Other theatre work includes: Muir and Losing Alec (Tron Theatre); The Breathing House (TMA Best Play Award, 2003, Lyceum Theatre Company); A Little Rain, (7:84) and Cyprus (Mull Little Theatre and Traflagar Studios); his many adaptations include Neil Gunn's The Silver Darlings (His Majesty's Theatre, Aberdeen) which also toured throughout Scotland and was revived at the Assembly Rooms at the Edinburgh Festival in 2010. In 2012 he wrote the script for the Vox Motus/Lyceum production The Infamous Brothers Davenport and adapted Robin Jenkins' The Cone Gatherers for His Majesty's Theatre, Aberdeen. He also won a Fringe First in Edinburgh in 2012 with Why Do You Stand There in the Rain?, performed by students from Pepperdine University in California.

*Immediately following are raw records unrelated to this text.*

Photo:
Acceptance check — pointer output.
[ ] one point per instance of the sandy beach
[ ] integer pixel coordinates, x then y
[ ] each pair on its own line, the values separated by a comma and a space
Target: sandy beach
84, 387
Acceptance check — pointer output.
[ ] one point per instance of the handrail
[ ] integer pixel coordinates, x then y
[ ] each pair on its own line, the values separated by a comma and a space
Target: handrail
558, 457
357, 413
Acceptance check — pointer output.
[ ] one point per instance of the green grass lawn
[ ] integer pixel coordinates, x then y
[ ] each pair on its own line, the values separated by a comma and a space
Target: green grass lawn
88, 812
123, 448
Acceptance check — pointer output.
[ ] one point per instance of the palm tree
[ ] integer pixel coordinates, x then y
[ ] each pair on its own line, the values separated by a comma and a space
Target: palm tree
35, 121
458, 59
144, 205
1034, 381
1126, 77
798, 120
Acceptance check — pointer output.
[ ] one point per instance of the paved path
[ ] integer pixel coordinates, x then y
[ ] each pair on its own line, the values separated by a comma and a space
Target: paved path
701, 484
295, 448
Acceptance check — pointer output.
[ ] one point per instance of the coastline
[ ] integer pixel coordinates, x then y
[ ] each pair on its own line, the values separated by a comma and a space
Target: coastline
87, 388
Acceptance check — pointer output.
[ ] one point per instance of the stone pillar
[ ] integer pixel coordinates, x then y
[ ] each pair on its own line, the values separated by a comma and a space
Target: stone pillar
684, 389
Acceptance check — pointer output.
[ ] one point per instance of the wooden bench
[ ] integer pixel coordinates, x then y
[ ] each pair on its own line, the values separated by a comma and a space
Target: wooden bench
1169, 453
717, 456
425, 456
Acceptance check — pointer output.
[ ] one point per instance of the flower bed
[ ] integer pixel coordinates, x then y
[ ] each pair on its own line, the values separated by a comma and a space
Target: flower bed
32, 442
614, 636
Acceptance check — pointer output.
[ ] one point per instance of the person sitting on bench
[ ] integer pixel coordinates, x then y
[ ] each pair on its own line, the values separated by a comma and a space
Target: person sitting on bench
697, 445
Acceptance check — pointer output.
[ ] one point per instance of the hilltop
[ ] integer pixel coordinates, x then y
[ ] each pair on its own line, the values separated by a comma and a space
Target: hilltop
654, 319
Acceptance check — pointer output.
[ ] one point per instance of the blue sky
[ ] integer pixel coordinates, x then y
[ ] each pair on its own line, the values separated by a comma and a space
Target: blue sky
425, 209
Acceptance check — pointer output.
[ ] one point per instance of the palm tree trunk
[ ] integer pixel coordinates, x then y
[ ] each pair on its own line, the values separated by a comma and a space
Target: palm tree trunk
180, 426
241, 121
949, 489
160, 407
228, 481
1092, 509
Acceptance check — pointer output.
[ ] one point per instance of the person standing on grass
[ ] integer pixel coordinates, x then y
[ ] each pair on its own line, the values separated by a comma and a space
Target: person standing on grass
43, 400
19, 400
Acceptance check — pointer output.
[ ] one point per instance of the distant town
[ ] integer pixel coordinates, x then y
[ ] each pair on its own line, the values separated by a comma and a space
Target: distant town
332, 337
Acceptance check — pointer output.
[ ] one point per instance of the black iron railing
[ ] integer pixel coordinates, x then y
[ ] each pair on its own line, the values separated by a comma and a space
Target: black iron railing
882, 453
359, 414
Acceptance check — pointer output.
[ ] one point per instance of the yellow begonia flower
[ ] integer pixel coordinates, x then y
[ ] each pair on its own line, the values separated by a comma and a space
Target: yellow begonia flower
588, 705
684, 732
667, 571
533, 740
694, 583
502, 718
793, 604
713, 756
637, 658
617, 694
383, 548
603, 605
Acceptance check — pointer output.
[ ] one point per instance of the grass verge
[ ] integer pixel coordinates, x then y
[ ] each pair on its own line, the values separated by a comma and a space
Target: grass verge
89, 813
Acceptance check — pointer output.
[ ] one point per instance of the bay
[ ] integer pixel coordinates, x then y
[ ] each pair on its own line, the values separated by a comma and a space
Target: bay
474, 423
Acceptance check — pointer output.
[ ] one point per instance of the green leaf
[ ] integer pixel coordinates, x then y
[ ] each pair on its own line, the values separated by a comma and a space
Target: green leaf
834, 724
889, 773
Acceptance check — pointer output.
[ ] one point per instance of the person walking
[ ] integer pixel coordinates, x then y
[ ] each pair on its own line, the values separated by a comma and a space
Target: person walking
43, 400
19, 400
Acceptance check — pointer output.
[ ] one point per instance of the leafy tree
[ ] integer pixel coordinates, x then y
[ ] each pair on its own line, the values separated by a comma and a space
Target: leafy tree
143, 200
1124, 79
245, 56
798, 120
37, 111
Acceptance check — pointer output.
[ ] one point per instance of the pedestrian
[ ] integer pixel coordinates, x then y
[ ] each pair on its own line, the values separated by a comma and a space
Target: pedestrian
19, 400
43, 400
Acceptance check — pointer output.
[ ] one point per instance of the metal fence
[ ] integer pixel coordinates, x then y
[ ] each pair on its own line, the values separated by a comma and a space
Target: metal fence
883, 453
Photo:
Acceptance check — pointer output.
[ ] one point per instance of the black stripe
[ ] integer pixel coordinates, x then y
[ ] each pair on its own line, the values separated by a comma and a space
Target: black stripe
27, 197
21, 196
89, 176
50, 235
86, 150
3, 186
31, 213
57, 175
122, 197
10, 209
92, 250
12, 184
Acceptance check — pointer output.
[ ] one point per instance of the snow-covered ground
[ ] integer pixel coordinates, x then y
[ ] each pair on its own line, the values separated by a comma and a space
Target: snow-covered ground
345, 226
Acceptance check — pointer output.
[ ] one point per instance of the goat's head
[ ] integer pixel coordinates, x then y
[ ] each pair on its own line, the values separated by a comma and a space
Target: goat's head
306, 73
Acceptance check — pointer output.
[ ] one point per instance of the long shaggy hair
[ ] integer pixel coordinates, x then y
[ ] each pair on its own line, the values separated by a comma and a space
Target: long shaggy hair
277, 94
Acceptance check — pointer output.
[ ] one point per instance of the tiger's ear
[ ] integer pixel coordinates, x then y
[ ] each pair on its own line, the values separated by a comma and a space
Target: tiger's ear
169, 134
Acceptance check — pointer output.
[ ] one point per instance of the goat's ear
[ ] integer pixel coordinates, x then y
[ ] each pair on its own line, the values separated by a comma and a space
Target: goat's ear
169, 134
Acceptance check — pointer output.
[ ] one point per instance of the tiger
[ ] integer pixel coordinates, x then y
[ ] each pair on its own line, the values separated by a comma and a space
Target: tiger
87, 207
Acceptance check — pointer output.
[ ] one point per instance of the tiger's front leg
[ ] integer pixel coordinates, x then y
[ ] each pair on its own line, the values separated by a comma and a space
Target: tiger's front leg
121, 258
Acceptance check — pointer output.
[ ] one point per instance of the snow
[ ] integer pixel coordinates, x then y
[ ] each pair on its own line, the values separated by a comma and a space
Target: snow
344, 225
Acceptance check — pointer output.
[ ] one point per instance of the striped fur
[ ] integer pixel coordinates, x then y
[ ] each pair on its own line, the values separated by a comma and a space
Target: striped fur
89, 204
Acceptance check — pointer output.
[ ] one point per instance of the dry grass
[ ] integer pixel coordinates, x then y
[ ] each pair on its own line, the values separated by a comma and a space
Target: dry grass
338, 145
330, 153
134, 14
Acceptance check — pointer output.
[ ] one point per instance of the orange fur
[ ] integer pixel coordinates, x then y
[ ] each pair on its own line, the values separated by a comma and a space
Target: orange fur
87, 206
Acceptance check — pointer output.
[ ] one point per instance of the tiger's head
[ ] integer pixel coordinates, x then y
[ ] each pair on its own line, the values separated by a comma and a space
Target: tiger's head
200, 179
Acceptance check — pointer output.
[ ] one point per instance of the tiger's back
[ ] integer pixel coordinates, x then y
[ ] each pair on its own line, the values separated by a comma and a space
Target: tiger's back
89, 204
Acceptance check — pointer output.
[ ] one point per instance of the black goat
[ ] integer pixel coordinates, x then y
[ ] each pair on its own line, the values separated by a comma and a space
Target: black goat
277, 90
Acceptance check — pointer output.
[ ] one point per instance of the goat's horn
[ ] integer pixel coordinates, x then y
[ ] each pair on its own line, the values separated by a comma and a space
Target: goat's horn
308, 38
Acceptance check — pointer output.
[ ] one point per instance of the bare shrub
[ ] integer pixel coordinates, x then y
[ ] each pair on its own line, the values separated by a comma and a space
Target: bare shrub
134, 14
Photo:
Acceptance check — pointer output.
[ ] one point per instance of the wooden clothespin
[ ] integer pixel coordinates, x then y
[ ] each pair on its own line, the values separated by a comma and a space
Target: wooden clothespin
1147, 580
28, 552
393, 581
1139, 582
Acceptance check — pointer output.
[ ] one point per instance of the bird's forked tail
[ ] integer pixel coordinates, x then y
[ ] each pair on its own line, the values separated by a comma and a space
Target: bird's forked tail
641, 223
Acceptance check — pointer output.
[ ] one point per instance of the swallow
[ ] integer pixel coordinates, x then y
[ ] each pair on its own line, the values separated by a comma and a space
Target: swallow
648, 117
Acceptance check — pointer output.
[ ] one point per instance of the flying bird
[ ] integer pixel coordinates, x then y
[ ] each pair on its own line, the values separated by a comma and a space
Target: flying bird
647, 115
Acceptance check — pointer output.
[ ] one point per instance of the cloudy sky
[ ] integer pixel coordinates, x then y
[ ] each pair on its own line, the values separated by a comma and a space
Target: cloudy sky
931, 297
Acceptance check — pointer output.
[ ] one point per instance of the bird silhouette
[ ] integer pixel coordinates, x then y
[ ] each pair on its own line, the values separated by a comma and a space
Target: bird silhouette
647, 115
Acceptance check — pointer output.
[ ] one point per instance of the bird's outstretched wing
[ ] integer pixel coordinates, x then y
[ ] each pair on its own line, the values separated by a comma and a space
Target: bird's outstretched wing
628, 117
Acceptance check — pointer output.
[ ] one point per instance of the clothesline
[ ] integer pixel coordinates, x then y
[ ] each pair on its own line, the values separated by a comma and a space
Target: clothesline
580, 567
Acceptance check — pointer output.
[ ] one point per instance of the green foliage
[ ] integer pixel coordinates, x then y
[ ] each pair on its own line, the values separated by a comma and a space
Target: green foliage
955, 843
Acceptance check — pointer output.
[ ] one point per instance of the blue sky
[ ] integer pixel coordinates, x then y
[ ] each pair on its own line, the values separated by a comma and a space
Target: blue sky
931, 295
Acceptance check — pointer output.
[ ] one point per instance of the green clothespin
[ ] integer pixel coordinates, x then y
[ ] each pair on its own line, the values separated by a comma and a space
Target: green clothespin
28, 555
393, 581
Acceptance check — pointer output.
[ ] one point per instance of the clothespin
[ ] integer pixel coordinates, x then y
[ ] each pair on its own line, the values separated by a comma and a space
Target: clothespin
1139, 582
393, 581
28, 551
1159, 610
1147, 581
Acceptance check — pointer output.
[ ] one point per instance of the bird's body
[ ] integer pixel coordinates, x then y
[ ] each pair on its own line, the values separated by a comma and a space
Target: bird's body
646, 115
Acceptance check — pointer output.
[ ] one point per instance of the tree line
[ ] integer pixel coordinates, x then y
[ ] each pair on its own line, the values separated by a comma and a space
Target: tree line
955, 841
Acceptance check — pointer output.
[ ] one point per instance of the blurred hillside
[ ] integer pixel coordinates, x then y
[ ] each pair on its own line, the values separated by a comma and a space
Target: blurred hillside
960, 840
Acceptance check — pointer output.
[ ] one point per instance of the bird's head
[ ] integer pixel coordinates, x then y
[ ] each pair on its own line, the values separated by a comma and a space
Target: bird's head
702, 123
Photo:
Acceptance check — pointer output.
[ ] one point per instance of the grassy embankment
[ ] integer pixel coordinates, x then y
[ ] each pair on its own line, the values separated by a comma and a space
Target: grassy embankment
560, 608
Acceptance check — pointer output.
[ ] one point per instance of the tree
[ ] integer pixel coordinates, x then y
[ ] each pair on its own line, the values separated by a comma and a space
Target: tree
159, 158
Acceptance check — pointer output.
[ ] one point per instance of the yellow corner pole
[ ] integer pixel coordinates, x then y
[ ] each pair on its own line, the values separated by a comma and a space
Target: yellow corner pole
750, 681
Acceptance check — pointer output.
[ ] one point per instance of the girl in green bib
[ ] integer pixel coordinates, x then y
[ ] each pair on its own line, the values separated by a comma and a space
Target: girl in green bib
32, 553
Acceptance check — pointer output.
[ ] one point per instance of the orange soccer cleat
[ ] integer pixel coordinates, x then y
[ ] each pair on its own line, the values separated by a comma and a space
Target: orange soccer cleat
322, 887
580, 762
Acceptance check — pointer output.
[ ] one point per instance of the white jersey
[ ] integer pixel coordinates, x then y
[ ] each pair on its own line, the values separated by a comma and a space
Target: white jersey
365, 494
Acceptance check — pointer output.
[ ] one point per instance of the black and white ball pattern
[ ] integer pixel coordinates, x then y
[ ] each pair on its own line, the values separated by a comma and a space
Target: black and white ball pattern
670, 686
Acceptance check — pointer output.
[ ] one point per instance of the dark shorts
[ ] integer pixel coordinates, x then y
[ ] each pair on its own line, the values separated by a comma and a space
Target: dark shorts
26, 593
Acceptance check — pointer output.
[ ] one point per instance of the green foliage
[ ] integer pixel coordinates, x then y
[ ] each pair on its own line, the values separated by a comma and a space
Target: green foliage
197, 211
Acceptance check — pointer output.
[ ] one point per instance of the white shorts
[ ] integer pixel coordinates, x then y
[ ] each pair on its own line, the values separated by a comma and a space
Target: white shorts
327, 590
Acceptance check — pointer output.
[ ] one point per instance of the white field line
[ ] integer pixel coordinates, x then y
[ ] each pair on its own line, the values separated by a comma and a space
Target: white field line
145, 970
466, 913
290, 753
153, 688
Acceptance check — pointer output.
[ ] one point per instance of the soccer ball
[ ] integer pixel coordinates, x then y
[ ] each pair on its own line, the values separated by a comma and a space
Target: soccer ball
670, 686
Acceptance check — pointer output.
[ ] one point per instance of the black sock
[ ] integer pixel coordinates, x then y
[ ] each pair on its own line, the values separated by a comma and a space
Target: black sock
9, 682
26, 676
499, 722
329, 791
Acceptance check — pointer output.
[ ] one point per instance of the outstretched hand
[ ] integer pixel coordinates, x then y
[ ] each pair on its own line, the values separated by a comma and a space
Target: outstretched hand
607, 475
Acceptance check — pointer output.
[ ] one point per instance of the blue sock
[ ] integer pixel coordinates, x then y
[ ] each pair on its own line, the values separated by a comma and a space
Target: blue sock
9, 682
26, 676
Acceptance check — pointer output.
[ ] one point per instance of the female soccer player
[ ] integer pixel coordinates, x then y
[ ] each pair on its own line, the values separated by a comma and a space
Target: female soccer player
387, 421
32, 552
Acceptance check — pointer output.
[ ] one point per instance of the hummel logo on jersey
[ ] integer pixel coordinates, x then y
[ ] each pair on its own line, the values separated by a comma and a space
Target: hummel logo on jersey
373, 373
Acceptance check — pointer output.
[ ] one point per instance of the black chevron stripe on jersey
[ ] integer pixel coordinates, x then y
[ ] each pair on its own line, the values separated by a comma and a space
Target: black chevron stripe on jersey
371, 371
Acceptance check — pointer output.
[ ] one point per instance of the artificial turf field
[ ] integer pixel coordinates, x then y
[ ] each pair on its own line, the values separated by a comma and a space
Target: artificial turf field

His first Radio Play, The Genesis Rock, was recorded in 2013, and his Janis Joplin: Full Tilt debuted at Oran Mor in November 2013 and has toured extensively. He is the writer of some 40 professionally produced theatre plays. His latest are Propaganda Swing for the Belgrade Theatre in Coventry and Ensemble, an experimental play for Edinburgh University. He has recently written for small casts. Face and Shall Roger Casement Hang? and His Final Bow have all premiered in Glasgow in the last year.
He has workshop experience in the UK, and in Istanbul, Kuala Lumpur, Moscow and Malibu. He is a founder member of The Fence, an international network of playwrights and dramaturgs.
He has written songs and screenplays and television scripts though his main focus has remained live performance, including large and small scale community projects, and has a special interest in international groups, working with refugees at the Citizens Theatre in Glasgow. This included his Trilogy of Classical European Adaptations: Full of Noises, The Court of Miracles and House of Murders. In 2010, The Court of Miracles was revived for a Peter Arnott Season at Scottish Youth Theatre along with a new commission for a cast of forty young people, Jerusalem - The Song of Deeds.
In 2015 his first novel, Moon Country, was published by Vagabond Voices.